# Average MPG for 1991-newer Maximas?



## ChadimusMaximus (Feb 8, 2006)

Hey everyone, I am a college student with a 1992 Cadillac Sedan deVille, and I was considering *maybe* selling it and buying something for under $4000, thats more fuel efficent. One of the many cars I like is the 1991-94 and 95-99 Maximas. I hear awesome things about the VQ30DE and VG30DE. (VQ is DOHC right?) The 3.0 and 3.5 have been on Ward's top 10 engines list for like 10 years now. So I know that they're good. I dont have a lot of experience with Nissans, but I did recommend my friend to buy a '93 Maxima SE last year, and its been a good car. I've driven it twice a while ago, and I can remember it had really firm steering, and the motor really came alive above 3000rpm. Below 3000rpm there is not much power, (coming from a 4.9 v8) but above 3000, it races to redline and pulls pretty good.

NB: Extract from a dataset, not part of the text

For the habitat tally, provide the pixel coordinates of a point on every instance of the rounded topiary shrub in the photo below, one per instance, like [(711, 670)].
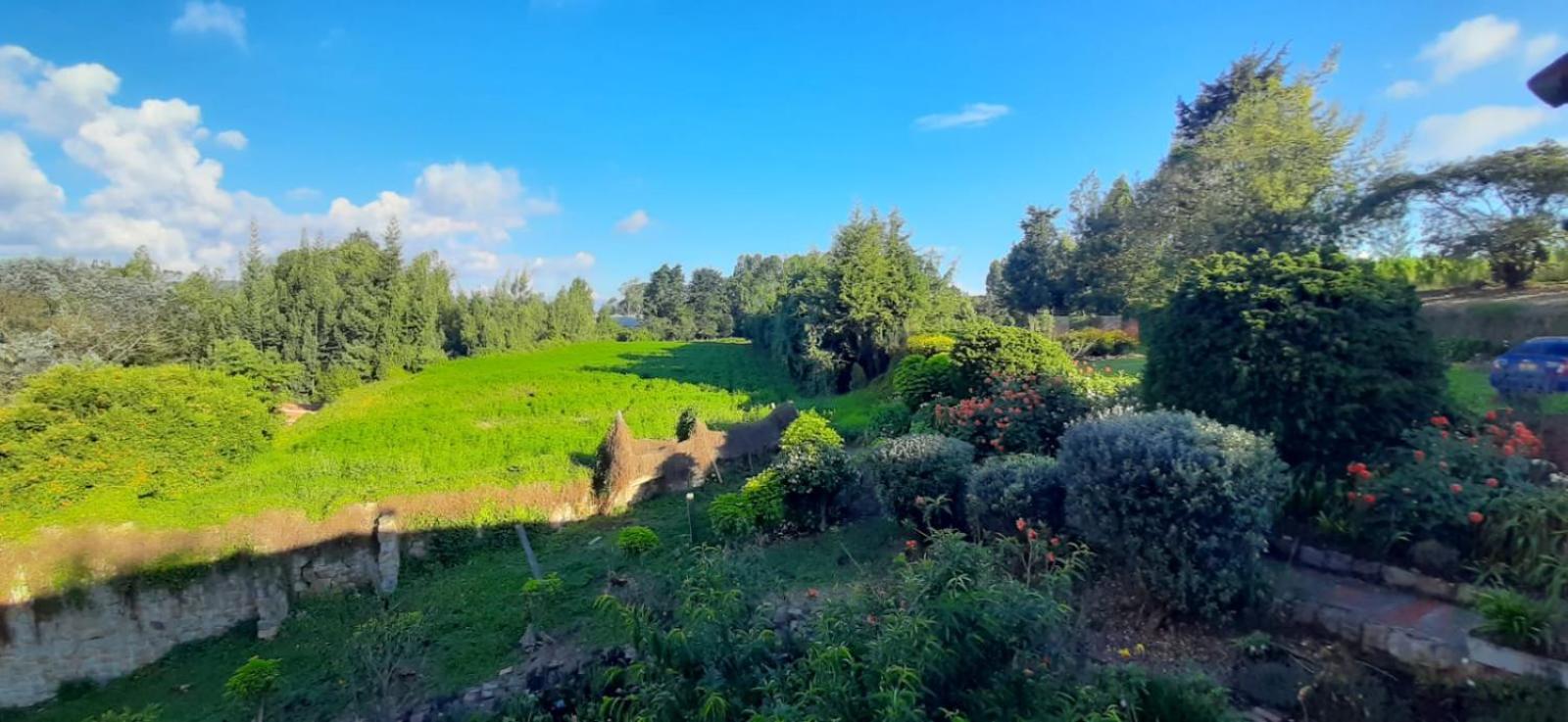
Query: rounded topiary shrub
[(731, 517), (637, 541), (1183, 502), (1008, 487), (765, 499), (990, 351), (1314, 350), (930, 343), (922, 476)]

But anyways, what kind of mileage do you guys average? I get about 13-14 in winter and 16-17 summer at 60% city & 40% hwy driving. I hear average for the 3.0 motors is around 22-23 mpg. Is that close?


----------



## Matt93SE (Sep 17, 2003)

it depends on your driving habits, but almost anything is going to be better than a caddy!!

with my 93 SE (which is a VE30DE, btw.. not a VG30DE), I generally get about 18-20 in the city and about 26 on the highway.. but that's cruising at about 90mph most of the time. if I slow down to 65-70mph average speed, I will usually get about 30-31mpg.
when I take it to the race track and beat the fire out of it, I get about 6-7mpg.. so obviously it depends on how and where you're driving. 


the newer ones avergae about the same, still depending on driving habits of course, but expect to see between 25 and 32 on the highway with them and 18-25 around town.


----------